Calculate also the sine of the angle, between a and b.

To find the sine of the angle between the vectors use the cross product.

sin({\theta})=\frac{||a\times{b}||}{||a|| \;\ ||b||}

\frac{||-3i+5j+11k||}{2\sqrt{39}}

||-3i+5j+11k||=\sqrt{(-3)^{2}+5^{2}+11^{2}}=\sqrt{155}

So, we have:

\frac{\sqrt{155}}{2\sqrt{39}}=\frac{sqrt{6045}}{78 }

sin^{-1}(\frac{\sqrt{6045}}{78})=85.40776 \;\ degrees

Please, check the calculations.

Look here for how to calculate the cross product if you didn't know: Cross Product -- from Wolfram MathWorld (http://mathworld.wolfram.com/CrossProduct.html)

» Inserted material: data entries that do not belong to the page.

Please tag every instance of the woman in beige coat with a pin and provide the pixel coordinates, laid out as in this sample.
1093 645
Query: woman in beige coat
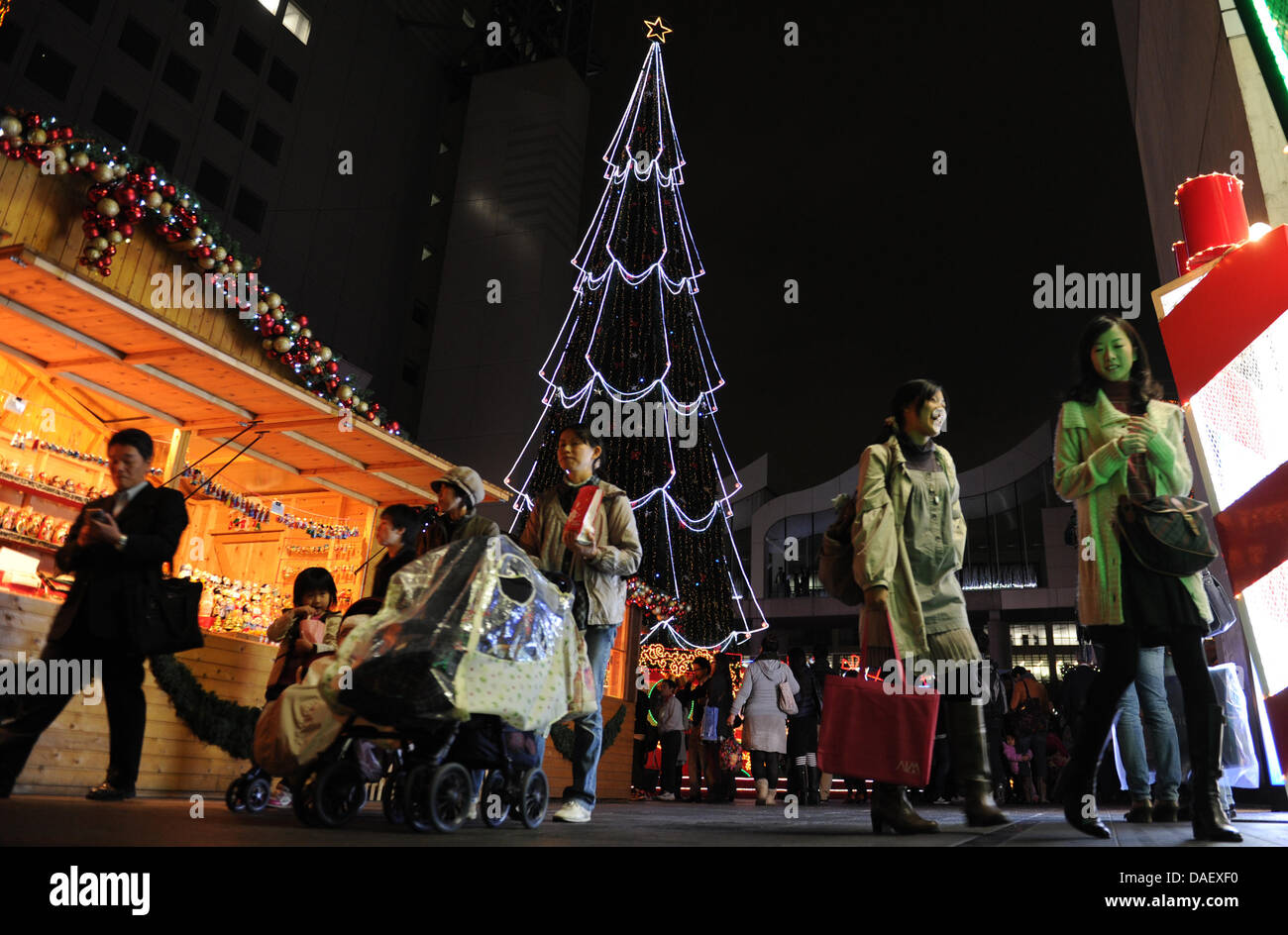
1116 440
910 539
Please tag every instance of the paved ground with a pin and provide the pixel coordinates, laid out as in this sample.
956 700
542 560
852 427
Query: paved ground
63 820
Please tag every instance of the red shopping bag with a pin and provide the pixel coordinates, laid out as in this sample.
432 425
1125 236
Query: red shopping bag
871 732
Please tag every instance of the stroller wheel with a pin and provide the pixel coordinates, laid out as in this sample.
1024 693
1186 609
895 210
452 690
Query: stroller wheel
391 797
233 797
438 796
257 794
493 811
338 792
533 797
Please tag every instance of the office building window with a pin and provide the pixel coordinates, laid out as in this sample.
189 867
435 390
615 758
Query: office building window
9 39
250 209
159 146
282 80
297 22
138 43
51 71
231 115
213 183
249 51
267 142
181 75
85 9
202 12
115 116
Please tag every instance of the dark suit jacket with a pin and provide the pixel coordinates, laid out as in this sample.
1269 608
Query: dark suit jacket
110 582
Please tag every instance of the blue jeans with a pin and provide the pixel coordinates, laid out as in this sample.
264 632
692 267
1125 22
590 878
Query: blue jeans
1144 707
588 740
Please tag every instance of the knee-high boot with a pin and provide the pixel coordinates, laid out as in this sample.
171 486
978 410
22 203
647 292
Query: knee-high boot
1209 818
967 742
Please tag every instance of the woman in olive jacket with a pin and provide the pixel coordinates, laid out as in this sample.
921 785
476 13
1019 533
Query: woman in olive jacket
599 571
1116 438
910 539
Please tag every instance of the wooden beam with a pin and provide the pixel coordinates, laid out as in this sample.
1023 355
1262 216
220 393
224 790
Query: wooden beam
121 398
194 390
59 329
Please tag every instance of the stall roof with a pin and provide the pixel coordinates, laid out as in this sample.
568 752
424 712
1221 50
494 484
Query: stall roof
133 368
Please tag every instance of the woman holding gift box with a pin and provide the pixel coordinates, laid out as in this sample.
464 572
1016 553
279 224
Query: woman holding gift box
597 554
910 539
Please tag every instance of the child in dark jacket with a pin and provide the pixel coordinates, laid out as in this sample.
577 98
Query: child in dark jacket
670 728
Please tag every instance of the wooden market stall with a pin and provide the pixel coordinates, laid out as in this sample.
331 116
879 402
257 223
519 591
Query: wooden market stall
81 359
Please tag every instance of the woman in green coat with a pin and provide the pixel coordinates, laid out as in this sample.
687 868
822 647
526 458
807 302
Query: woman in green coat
1116 438
910 540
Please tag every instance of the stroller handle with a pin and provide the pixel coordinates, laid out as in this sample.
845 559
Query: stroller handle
562 581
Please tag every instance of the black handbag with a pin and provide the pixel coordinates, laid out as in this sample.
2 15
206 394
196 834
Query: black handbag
836 558
1224 616
167 622
1167 535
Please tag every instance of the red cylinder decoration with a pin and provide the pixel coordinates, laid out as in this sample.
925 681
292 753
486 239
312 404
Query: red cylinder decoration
1212 215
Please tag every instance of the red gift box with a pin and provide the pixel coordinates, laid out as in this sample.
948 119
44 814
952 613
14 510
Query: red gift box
581 520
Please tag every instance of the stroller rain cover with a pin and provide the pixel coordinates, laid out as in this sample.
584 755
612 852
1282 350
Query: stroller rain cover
469 629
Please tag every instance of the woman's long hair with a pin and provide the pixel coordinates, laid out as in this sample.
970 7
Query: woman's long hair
912 393
1144 386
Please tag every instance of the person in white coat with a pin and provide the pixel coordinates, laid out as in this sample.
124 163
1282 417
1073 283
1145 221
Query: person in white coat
764 730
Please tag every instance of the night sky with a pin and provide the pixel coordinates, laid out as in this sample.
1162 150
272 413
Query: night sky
814 163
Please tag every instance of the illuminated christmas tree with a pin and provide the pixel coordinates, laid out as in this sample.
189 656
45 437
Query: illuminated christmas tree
632 357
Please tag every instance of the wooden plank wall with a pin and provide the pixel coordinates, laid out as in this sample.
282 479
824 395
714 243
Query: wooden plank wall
71 756
44 213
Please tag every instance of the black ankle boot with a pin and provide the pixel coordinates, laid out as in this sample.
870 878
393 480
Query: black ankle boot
890 807
1207 817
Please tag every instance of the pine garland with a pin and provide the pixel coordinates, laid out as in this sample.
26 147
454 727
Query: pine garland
226 724
562 736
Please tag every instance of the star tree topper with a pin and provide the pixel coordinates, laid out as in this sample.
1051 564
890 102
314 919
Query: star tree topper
657 30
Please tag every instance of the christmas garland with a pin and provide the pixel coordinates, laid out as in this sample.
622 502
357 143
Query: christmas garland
226 724
562 736
128 194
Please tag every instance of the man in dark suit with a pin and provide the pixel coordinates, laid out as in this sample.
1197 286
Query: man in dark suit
116 548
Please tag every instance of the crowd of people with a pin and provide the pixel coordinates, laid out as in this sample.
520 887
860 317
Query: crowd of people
1116 442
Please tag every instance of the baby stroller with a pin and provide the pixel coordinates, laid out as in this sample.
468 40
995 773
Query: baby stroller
252 789
473 653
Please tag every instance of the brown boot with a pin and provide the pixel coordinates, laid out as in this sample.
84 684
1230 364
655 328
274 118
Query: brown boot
890 807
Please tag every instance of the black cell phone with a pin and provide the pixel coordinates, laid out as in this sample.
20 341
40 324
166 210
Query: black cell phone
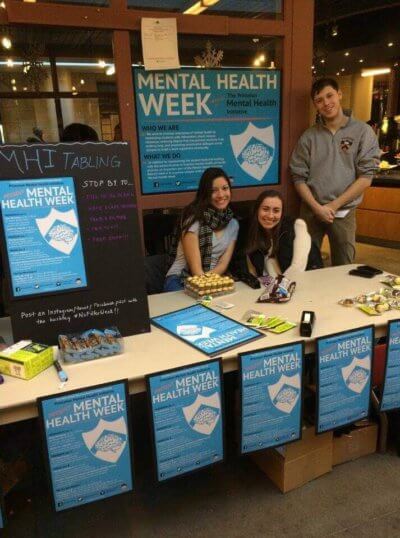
372 270
360 272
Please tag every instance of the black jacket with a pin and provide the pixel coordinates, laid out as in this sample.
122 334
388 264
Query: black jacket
284 253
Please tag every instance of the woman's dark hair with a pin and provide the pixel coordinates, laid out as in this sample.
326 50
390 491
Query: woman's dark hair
195 210
79 132
258 238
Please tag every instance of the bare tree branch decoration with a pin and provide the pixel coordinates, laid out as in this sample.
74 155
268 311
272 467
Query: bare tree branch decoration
209 57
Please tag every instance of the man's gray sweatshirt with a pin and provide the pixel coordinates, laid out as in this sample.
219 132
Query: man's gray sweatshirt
330 163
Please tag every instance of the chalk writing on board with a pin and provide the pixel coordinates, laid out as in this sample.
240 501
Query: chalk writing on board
73 313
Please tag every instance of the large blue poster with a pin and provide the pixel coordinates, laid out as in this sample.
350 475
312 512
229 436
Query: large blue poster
206 330
88 445
187 416
191 119
391 387
42 232
271 396
344 364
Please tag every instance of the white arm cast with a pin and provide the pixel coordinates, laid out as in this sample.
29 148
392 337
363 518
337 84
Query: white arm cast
301 249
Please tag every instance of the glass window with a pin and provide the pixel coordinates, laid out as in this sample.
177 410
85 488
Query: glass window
28 120
79 75
29 74
238 51
264 9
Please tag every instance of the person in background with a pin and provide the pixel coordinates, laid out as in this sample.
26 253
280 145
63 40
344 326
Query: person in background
79 132
272 243
206 232
332 165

galactus already gave you the cross product: -3i+5j+11k
Now you just need to find the normal
The normal of a vector is the vector with each term divided by the magnitude of the vector.
For example, the normal of 3i+4j is 3/5i+4/5j since the magnitude of 3i+4j is 5

(note, I didn't double check any of galactus' work so make sure to do that yourself!)